The cause behind "runner's knee" or patellofemoral pain syndrome among athletes has been identified by researchers.
The debilitating injury apparently affects one in four physically active people.
Darin Padua, Ph.D., associate professor of exercise and sport science in the UNC College of Arts and Sciences, said: "Earlier studies have usually looked at people after the problem sets in.
"That means that while previous research has identified possible risk factors related to strength and biomechanics, it's been unclear whether those caused the injury, or whether people's muscles and the way they moved changed in response to their injury."
A total number of 1,600 midshipmen from the United States Naval Academy were observed as part of the study.
After many years, it was found that some of the observed people had developed patellofemoral pain syndrome.
In fact a sum of 40 participants (24 women and 16 men) had developed the syndrome.

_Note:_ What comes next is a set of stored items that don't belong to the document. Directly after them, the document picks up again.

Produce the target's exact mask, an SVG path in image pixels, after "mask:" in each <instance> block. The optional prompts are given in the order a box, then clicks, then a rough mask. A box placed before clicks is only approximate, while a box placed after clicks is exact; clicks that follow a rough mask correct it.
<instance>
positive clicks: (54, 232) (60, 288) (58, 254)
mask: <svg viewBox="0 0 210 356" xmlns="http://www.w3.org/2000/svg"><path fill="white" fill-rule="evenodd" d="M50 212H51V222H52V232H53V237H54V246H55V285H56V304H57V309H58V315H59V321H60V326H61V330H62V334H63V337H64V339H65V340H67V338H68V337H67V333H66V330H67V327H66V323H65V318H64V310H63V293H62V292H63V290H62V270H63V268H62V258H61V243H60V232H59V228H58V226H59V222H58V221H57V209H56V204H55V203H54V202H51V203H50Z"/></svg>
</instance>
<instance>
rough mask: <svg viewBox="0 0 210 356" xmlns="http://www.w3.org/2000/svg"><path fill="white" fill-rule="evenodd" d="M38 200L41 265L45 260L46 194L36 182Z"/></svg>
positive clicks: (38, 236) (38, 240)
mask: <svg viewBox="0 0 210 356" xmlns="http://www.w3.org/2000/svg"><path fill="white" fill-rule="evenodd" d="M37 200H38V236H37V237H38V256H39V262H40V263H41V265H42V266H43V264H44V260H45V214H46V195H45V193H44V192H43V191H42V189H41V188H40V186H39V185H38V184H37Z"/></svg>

The researcher noted participants with weaker hamstring muscles were 2.9 times more likely to develop the syndrome that those with the strongest hamstrings, while those with weaker quadriceps muscles were 5.5 times more likely.
Also, those with a larger navicular drop (a measure of arch flattening when bearing weight) were 3.4 times more likely.
And participants with smaller knee flexion angle (those whose knees bent less on landing during a jump test) were 3.1 times more likely.
Padua explained: "Overall, these people generally have weaker quads and hamstrings. As a result, they don't bend their knees as much when doing task, such as running or jumping.
"That means the contact area between the kneecap and the femur is smaller, so pressure is focused and pinpointed on a smaller area.
"Also, the more a person's arch falls when bearing weight, the more their whole leg may rotate inwards. That will mean their kneecap won't track properly, leading to yet more pressure and more potential pain."
The syudy was published in the November issue of the American journal of Sports Medicine.